Asylum seekers can face a backlog while waiting for an immigration judge to hear their case. Some people decide to go around the official process. Alabama Senator Doug Jones supports a bipartisan pilot plan, Operation Safe Return, which he says will expedite processing people at the border in a humane way.

“There’s obviously a lot of legitimate asylum seekers by the thousands but they’re overwhelming the border right now,” said Jones. “There’s also some that are not so legitimate, so the process that we’ve set up will give an expedited process to kind of weed out the ones that are not legitimate asylum seekers so that we can remove them get them out of the system.”

Sarah Pierce, Analyst at The Migration Policy Institute, agrees that more resources are needed at the border.

“A lot more personnel and probably even an increase in centers where we can house and process migrants and families and especially children in a safe environment,” said Pierce.

Byrne said when he was at the border he saw two people crossing illegally, which shows the problem.

“The areas where there was no wall or fence was where the two people just walked across, that’s why you need a wall or a fence,” said Byrne.
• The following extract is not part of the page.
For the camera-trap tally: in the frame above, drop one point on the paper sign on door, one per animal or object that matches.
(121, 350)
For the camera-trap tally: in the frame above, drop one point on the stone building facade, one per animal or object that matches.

This month’s Supreme Court ruling allowing defense department funds to be spent on a border wall is a big victory for the trump administration. But, Pierce says a wall won’t deter most asylum seekers.

“The vast majority of individuals arriving at our southern border are asylum seekers so a wall doesn’t actually deter them,” Pierce said. “In fact in most places on the Southern border, a wall is within U.S territory so asylum seekers can approach the Mexico side of the wall and stand there and ask for asylum, and under US law we have to adjudicate their case, so the wall really does nothing to address the current flows.”

Jones said he plans to visit the border sometime soon, to see it for himself.